# Campsite inspiration needed!



## ryguy (Feb 12, 2018)

Hey Guys, I'm currently struggling with figuring out what to do with my campsite and was hoping some of you guys could help me out! I know there's a thread for camp screenshots but I feel like it gets filled with screenshots of people using the event furniture, which I'm not too keen on using (idk why). I often find themes I like but there's only like 4 pieces of the furniture released (like the sweets theme I was going to use but it looked a bit silly with only 4 furniture items). Maybe some of you have used a theme and then added some other random items to tie it together? 

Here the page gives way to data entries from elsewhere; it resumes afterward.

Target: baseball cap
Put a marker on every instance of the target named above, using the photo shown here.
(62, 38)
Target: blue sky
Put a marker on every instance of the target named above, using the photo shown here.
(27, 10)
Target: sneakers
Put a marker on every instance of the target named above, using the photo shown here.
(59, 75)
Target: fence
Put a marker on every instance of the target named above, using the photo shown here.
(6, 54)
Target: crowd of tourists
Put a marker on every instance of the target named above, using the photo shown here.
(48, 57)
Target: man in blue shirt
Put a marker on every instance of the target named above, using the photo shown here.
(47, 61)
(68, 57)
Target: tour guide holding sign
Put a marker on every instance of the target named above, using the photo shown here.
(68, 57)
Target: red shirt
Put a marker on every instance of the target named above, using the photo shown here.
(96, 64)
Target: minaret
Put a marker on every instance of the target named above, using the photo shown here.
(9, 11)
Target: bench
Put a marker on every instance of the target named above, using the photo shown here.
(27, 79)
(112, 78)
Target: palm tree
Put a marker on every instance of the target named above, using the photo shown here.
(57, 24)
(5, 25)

Anyways, I just thought I'd ask to see if some of you could post some screenshots of your non-event campsites to help me out a little!
(If there's already a thread like this please let me know! Like I said I know there's one for screenshots but it gets a little repetitive with the furniture) 
Thanks!!


----------



## KaydeeKrunk (Feb 16, 2018)

These are old pictures but maybe you can get some inspo (I also highly suggest visiting other people's camps for inspiration.)





My "rustic" themed camp area, basically combining things that are red, with things that are wood. I think they make a great pairing and I can use pieces from the natural set, wood set, classic set, yadda yadda yadda.

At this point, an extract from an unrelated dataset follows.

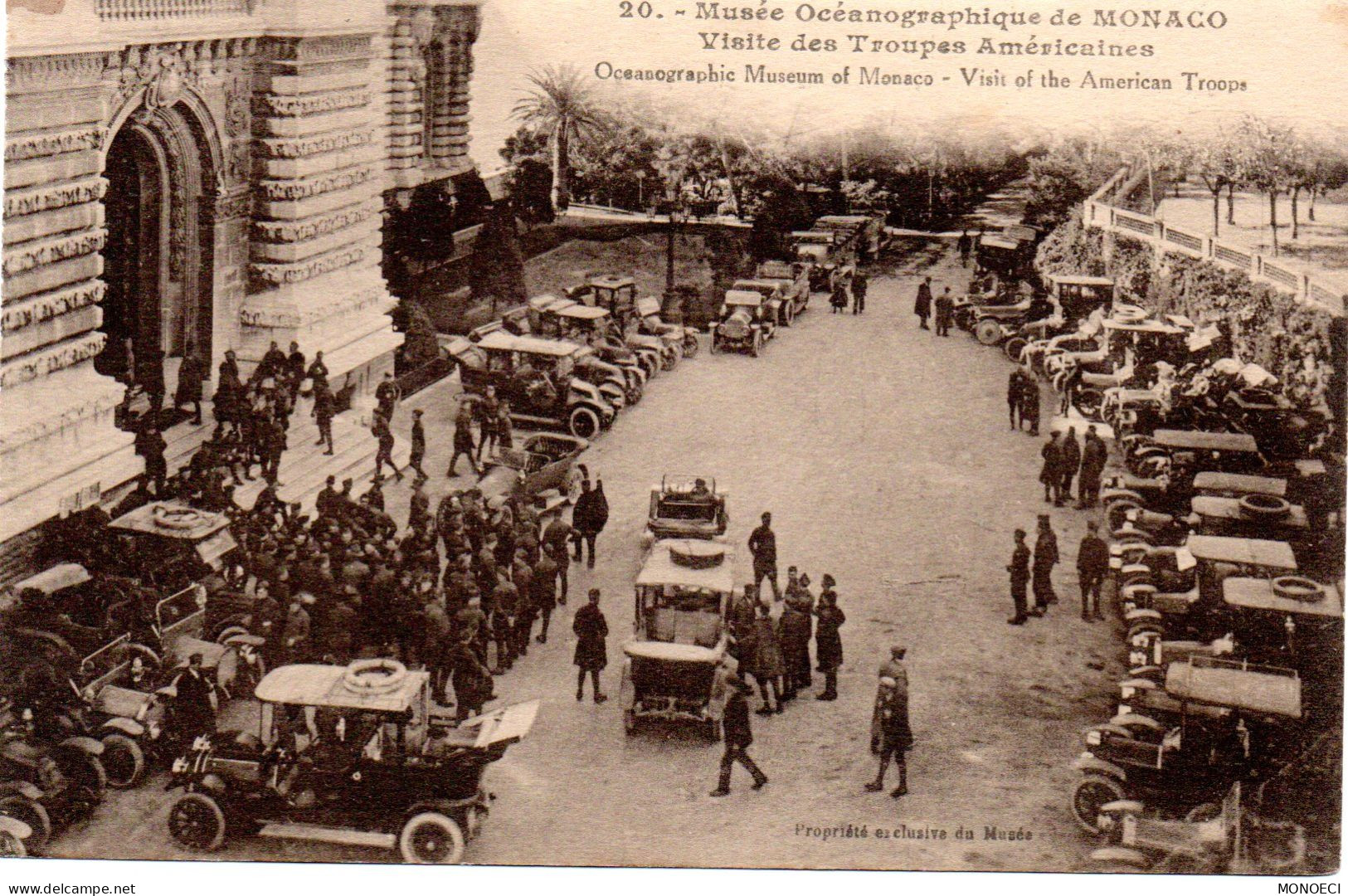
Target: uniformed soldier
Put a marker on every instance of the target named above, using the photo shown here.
(895, 734)
(1020, 569)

My "cute" park area. Using some of the plant/yard items as well as lots of the toy/playground items. I think they go together rather nicely.




My red "kitchen" in my camper. Working on expanding slowly as I get money, but I did similar to outside, the red and wood stuff looks nice, and then just the kitchen stuff at the back, might add in some screens when I get a bit more room to separate the kitchen and dining areas.




Cute pink room. I love the cushions with the kotatsu and the wallpaper matches well, I might put in some lovely items once I get it expanded out more to include a bed and make it more into a real ROOM.


----------